Vous allez voir ce n’est pas sorcier et il faudra appliquer la même recette tous les mois. Commencez déjà par recruter un photographe et un journaliste, car dans Playboy, on a aussi du texte même si c’est aussi lu que la page Sport du Monde. Après les petites mains, il vous faut organiser des orgies pour attirer les Peoples, pour que votre magazine fasse rêver les gens. Castaldi nu au bord de la piscine c’est limité, mais une actrice à la mode ou une sportive très en forme, pas très gênées par des poses lascives, c’est très vendeur. Alors évidemment, il faudra les convaincre de poser. Pour cela, patience est mère de lubricité. Car dans la vie, les gens sont intéressés par 3 choses essentielles : le fric, les copains et le sexe. Il suffit donc d’être amical avec eux, de leur parler de la bourse et d’une dose de drague, pelotage et caresses intimes pour se les mettre dans la poche. Comment ça vous n’êtes pas doué pour ça, vous n’arrivez même pas à vous faire des amis dans « Les Sims » ? Mais vous oubliez la magie du manoir, ici c’est « easy life » « no soucy » et « slip party » en permanence ; et puis n’oubliez pas que vous avez des QI de bulots en face. Répétez donc 10 fois la même phrase, le même geste et tout les indicateurs passeront au vert, votre cercle privé s’agrandira très vite. Oui je sais c’est répétitif, chiant et surtout très long, d’autant plus qu’on ne vient pas pour ça, donc imaginez le calvaire si c’était en plus difficile.

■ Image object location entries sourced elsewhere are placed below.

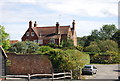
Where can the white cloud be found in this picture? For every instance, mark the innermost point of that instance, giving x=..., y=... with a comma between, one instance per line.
x=16, y=21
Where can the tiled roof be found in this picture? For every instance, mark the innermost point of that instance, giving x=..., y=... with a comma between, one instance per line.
x=45, y=31
x=13, y=41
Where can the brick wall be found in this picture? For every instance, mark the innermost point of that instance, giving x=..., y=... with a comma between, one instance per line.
x=28, y=64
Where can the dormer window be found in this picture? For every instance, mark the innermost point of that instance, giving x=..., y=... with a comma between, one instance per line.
x=27, y=34
x=52, y=40
x=32, y=33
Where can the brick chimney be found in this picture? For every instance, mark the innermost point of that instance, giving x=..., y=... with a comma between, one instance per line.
x=30, y=24
x=35, y=24
x=73, y=24
x=57, y=28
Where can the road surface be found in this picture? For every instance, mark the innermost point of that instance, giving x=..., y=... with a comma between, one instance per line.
x=107, y=71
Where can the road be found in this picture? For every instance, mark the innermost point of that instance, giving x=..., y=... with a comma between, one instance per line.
x=107, y=71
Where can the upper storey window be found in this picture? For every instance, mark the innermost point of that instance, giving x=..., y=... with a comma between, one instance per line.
x=52, y=40
x=27, y=34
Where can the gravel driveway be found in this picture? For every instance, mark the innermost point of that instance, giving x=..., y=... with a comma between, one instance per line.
x=107, y=71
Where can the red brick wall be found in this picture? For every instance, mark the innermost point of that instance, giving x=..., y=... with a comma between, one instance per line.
x=30, y=38
x=28, y=64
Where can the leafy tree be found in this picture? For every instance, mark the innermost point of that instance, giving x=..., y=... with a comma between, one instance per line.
x=44, y=49
x=105, y=33
x=116, y=37
x=4, y=38
x=26, y=47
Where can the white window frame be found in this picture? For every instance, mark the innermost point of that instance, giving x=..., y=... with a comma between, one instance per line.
x=27, y=34
x=40, y=41
x=32, y=34
x=52, y=41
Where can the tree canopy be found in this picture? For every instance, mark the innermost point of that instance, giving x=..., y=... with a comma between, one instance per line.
x=4, y=38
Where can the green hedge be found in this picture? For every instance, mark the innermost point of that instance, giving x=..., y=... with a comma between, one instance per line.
x=106, y=58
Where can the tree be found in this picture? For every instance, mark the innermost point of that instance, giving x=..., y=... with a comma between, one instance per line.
x=105, y=33
x=116, y=37
x=4, y=38
x=67, y=43
x=102, y=46
x=26, y=47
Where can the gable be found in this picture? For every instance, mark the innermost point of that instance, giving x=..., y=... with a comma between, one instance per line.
x=44, y=31
x=29, y=30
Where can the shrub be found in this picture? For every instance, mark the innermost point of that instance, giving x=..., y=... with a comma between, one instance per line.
x=80, y=48
x=44, y=49
x=106, y=58
x=69, y=59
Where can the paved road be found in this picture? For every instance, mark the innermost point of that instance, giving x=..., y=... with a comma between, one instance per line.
x=107, y=71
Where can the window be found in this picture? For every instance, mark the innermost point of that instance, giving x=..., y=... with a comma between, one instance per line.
x=52, y=40
x=40, y=35
x=32, y=34
x=40, y=41
x=27, y=34
x=35, y=41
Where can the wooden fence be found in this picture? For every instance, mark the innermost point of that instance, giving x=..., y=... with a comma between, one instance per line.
x=53, y=76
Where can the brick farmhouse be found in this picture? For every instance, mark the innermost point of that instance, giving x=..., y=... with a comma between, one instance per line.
x=50, y=34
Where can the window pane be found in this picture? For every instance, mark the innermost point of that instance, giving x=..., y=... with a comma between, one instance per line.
x=27, y=34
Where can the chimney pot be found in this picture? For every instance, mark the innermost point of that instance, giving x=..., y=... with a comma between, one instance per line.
x=57, y=28
x=30, y=24
x=73, y=24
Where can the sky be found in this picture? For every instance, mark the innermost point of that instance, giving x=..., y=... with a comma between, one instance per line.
x=88, y=14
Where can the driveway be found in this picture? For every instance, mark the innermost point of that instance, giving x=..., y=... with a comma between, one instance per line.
x=107, y=71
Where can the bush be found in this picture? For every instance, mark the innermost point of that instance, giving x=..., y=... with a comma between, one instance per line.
x=69, y=59
x=102, y=46
x=80, y=48
x=44, y=49
x=106, y=58
x=25, y=47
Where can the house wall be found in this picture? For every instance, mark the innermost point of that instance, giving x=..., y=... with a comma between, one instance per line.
x=28, y=64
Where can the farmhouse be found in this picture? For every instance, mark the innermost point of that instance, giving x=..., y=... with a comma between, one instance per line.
x=50, y=34
x=3, y=57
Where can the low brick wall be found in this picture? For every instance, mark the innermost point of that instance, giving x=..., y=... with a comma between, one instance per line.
x=28, y=64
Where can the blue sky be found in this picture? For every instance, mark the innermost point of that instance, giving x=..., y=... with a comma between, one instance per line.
x=89, y=14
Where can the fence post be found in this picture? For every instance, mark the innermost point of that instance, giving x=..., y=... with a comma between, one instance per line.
x=71, y=74
x=52, y=76
x=64, y=75
x=28, y=77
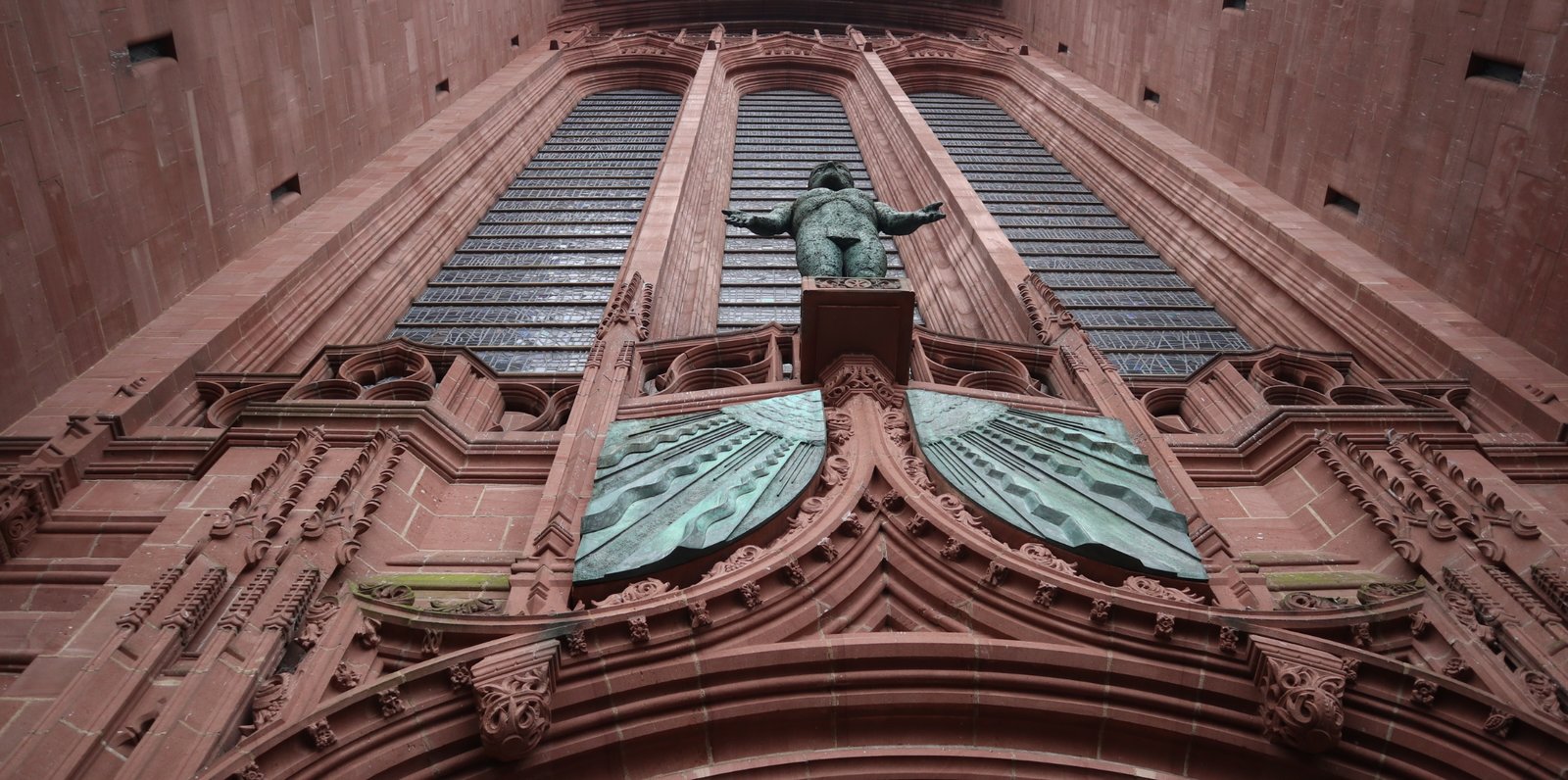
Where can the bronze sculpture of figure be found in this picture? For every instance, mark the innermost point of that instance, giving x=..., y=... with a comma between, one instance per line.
x=836, y=225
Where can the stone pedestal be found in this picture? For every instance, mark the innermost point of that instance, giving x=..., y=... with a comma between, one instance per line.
x=839, y=316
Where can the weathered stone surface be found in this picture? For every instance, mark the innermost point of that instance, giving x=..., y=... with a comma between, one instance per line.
x=673, y=487
x=1076, y=481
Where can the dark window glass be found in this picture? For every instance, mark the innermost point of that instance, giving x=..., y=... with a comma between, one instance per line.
x=527, y=288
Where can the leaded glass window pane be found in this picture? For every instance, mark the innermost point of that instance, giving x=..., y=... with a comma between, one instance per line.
x=1133, y=304
x=527, y=288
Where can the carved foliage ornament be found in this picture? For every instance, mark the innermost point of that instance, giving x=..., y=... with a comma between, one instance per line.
x=514, y=693
x=1303, y=693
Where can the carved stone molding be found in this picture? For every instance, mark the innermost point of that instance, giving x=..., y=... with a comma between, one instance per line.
x=858, y=374
x=1303, y=694
x=514, y=696
x=24, y=505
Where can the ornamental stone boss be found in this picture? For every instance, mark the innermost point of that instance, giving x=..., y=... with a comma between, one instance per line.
x=835, y=224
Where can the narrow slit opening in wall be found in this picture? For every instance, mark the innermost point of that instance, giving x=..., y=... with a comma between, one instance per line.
x=286, y=190
x=153, y=49
x=1343, y=201
x=1504, y=71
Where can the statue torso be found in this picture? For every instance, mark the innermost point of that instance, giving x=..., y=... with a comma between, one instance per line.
x=844, y=214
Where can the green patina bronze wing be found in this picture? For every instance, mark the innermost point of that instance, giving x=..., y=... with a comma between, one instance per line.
x=673, y=487
x=1070, y=479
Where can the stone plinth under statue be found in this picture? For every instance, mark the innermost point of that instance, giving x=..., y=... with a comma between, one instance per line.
x=847, y=316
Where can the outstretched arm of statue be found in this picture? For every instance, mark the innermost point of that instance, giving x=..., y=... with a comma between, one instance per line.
x=906, y=222
x=772, y=222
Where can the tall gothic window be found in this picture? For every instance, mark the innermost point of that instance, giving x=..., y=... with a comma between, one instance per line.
x=527, y=288
x=1131, y=303
x=780, y=136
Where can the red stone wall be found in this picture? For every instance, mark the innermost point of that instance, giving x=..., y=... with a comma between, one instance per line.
x=1462, y=182
x=124, y=185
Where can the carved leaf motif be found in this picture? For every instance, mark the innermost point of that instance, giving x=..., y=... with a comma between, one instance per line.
x=637, y=592
x=514, y=701
x=1301, y=707
x=1156, y=589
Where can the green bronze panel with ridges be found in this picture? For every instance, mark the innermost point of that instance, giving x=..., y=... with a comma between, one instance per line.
x=1073, y=481
x=670, y=489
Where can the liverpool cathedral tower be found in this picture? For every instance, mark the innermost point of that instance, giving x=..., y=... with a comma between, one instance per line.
x=674, y=389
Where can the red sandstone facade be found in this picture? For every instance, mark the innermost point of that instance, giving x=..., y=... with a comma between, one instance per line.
x=229, y=552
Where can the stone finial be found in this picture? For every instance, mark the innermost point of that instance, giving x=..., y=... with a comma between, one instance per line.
x=1303, y=694
x=514, y=693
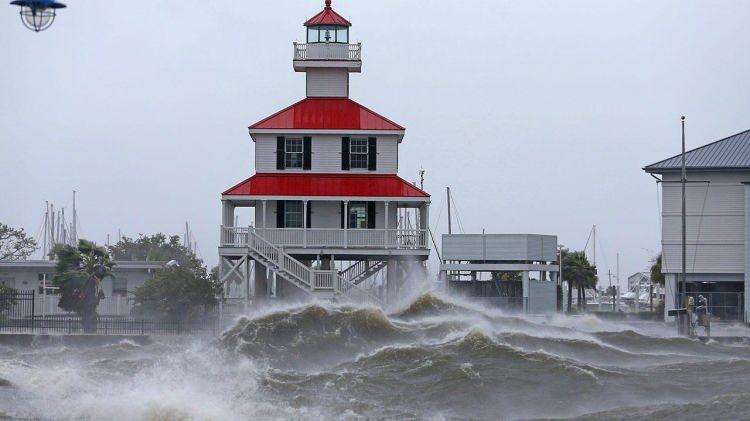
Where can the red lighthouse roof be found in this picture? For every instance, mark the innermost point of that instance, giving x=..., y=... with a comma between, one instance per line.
x=327, y=17
x=343, y=185
x=326, y=113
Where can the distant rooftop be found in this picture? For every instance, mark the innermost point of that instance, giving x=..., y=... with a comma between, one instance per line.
x=730, y=153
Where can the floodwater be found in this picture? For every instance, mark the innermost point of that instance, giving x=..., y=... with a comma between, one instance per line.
x=431, y=359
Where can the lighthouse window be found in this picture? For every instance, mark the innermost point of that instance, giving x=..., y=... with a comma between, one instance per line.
x=293, y=153
x=120, y=286
x=342, y=35
x=358, y=153
x=338, y=34
x=293, y=214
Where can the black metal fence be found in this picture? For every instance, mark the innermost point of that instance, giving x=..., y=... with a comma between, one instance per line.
x=18, y=315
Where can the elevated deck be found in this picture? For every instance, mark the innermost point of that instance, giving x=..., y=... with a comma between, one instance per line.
x=312, y=241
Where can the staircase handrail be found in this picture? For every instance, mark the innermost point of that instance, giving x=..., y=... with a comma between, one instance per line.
x=302, y=272
x=280, y=258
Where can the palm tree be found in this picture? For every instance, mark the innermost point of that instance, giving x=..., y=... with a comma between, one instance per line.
x=578, y=273
x=78, y=275
x=656, y=276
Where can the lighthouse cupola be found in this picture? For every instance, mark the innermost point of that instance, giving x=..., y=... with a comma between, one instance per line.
x=328, y=55
x=328, y=26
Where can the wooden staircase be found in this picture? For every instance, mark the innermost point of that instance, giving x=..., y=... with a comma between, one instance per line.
x=316, y=282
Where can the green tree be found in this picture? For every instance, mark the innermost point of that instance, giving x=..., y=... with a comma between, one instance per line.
x=15, y=244
x=579, y=273
x=78, y=275
x=656, y=276
x=178, y=294
x=156, y=247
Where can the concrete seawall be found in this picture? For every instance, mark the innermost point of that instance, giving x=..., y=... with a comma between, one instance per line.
x=40, y=339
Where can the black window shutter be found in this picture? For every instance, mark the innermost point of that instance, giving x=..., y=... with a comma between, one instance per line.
x=308, y=220
x=279, y=214
x=372, y=154
x=307, y=153
x=280, y=152
x=371, y=215
x=345, y=153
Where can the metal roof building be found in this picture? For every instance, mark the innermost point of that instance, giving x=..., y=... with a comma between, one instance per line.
x=717, y=220
x=732, y=152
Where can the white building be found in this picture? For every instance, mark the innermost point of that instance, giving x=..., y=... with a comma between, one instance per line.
x=33, y=275
x=718, y=226
x=327, y=205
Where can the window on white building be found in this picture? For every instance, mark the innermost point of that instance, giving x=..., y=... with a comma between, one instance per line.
x=358, y=153
x=358, y=215
x=119, y=286
x=293, y=152
x=293, y=214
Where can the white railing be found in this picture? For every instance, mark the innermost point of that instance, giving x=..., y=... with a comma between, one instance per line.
x=414, y=239
x=324, y=279
x=47, y=305
x=295, y=270
x=299, y=273
x=328, y=51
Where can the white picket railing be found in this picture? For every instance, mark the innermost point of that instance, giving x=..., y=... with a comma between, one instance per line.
x=328, y=51
x=359, y=269
x=412, y=239
x=300, y=273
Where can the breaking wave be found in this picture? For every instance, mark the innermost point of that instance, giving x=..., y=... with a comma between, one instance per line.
x=433, y=358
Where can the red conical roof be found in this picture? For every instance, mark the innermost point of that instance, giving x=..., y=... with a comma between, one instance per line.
x=327, y=17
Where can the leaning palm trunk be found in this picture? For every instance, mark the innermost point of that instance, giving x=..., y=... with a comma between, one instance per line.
x=570, y=297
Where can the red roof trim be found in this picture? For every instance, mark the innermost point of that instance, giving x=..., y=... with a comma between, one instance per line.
x=317, y=184
x=327, y=113
x=327, y=17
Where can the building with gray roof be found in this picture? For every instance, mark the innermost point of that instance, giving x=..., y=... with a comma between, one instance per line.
x=718, y=225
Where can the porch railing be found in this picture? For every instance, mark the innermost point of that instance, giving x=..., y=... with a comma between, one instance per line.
x=328, y=51
x=413, y=239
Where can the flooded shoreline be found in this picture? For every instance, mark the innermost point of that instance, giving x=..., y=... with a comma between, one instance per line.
x=433, y=358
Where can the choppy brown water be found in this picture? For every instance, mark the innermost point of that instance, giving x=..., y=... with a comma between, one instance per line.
x=432, y=359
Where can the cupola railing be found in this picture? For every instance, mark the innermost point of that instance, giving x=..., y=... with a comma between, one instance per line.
x=328, y=51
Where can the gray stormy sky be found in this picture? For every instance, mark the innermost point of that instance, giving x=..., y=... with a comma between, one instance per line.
x=539, y=114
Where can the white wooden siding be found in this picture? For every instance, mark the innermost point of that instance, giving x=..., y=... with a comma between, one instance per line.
x=715, y=224
x=326, y=155
x=327, y=82
x=327, y=214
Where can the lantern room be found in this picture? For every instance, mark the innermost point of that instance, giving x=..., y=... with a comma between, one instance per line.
x=328, y=44
x=327, y=26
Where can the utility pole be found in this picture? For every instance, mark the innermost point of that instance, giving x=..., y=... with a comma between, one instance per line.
x=683, y=181
x=594, y=229
x=46, y=230
x=448, y=193
x=75, y=228
x=609, y=274
x=617, y=287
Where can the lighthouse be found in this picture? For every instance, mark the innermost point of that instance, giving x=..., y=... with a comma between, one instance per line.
x=329, y=213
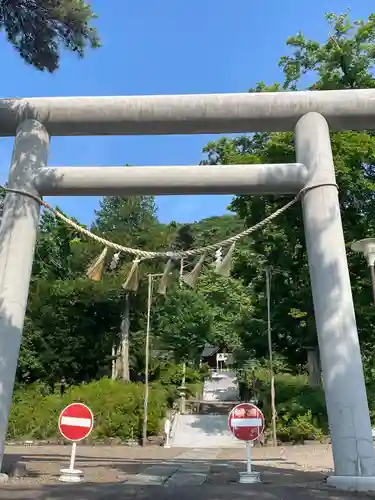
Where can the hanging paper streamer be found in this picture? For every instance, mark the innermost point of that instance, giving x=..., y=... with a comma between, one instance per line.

Ah rectification ! Je vois que Monsieur Démosthène vient de se prendre un coup de genou dans les parties génitales. Proposer à un Capricorne timide, dont il a échangé la tenue sportwear pour un string furtif, de faire l’amour sur le canapé du salon, ce n’est peut être pas la meilleure technique. Chaque invité à quand même un minimum de personnalité, même si minimum est un terme adéquat. Bref, pour fâcher quelqu’un ou ne pas le convaincre, il faudra vraiment y mettre du sien. Et si ça ne suffit pas, faîtes venir quelques Bunny Girl pour accompagner vos invités, organiser des rencontres selon les affinités et tout roule.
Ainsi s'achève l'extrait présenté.